Oops, there was a problem
The provided value for the input parameter 'redirect_uri' is not valid. The value must be an absolute URL whose scheme is http:// or https://.
Awesome to see this happening. Now, how about proper API's to access SkyDrive from any device, preferably starting with Windows Phone 7 or 7.1 (aka Mango.)
Isn't there any managed wrapper around that stuff? Like the Live Framework or the Mesh API's in the past? The whole Messenger Connect sounds so web style, that it seems to be too hard to implement it in a client app on WP7 or the desktop using managed code. And please change that stupid name. What does this thing have to do with messenger? Nothing - it's an API for calender, contacts and skydrive. Live Framework was a much better name.
We've tested this on Windows Phone and have not experienced the issues you described below. Is it possible to describe how you're trying to use the API or even better post your code somewhere for us to take a look at?
The possibilities look great, so I tried it on a wp7 device (inside a webbrowser control) .
I got two problems:
- the login page does not occupy by default the entire webbrowser control == it is not zoomed for a mobile device (you have to double tap in order to see the input boxes)

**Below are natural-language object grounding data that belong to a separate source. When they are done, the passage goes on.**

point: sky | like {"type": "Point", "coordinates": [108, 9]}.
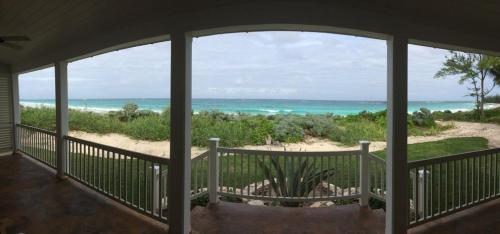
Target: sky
{"type": "Point", "coordinates": [261, 65]}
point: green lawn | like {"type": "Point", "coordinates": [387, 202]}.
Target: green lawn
{"type": "Point", "coordinates": [449, 146]}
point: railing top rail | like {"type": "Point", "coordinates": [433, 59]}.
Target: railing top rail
{"type": "Point", "coordinates": [200, 156]}
{"type": "Point", "coordinates": [376, 158]}
{"type": "Point", "coordinates": [36, 129]}
{"type": "Point", "coordinates": [426, 162]}
{"type": "Point", "coordinates": [121, 151]}
{"type": "Point", "coordinates": [286, 153]}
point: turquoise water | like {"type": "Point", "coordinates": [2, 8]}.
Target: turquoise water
{"type": "Point", "coordinates": [255, 106]}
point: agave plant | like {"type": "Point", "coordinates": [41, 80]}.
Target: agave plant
{"type": "Point", "coordinates": [295, 180]}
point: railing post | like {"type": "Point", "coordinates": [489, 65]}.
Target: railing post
{"type": "Point", "coordinates": [213, 170]}
{"type": "Point", "coordinates": [16, 111]}
{"type": "Point", "coordinates": [61, 73]}
{"type": "Point", "coordinates": [364, 170]}
{"type": "Point", "coordinates": [421, 175]}
{"type": "Point", "coordinates": [156, 189]}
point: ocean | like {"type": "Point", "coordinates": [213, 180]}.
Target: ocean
{"type": "Point", "coordinates": [255, 106]}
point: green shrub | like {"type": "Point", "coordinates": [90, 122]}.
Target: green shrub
{"type": "Point", "coordinates": [152, 128]}
{"type": "Point", "coordinates": [423, 118]}
{"type": "Point", "coordinates": [288, 129]}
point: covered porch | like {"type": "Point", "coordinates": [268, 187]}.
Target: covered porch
{"type": "Point", "coordinates": [99, 188]}
{"type": "Point", "coordinates": [35, 201]}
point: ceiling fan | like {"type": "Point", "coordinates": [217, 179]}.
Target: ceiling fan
{"type": "Point", "coordinates": [7, 41]}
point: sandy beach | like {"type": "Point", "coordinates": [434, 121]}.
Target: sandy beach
{"type": "Point", "coordinates": [162, 148]}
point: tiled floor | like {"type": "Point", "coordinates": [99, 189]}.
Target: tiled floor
{"type": "Point", "coordinates": [33, 200]}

- once I get back to the https://oauth.live.com/desktop page, I get the an "unsupported_response_type" error
Are you still rolling out the update?
Great to see you modernizing APIs, however, I've 2 comments:
1- Why can't you use what you advertise? I'm referring to the lack of single sign on using MConnect in the blog
2- No Upload API to skydrive yet?! Seriously!

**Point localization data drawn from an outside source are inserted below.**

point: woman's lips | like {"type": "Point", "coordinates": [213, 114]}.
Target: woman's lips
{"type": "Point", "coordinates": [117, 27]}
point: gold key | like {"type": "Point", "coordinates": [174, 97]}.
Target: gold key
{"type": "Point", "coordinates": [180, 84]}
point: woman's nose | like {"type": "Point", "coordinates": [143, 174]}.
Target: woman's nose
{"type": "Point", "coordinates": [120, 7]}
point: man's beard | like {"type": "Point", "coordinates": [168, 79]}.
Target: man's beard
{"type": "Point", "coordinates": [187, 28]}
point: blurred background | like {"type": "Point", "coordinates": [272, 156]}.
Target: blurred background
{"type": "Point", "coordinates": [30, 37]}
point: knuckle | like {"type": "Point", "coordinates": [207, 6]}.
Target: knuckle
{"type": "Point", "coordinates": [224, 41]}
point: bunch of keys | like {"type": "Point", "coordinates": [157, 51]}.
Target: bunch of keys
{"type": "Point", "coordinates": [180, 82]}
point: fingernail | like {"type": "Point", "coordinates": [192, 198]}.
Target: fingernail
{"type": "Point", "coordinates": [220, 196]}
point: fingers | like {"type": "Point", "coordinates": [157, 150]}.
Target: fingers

3- Please work with WP team to give developers access to the logged in User, that would be THE success you are waiting for...
The calendar access is GREAT!
Don't forget that you have to compete with Google. Please take a look at their Calendar APIs and give WL developers the same. THAT would be truly awesome!
It would be even better if developers could access the calendars and appointments and would be able to create new calendars.
HUGE thanks for Calendar access. That's awesome!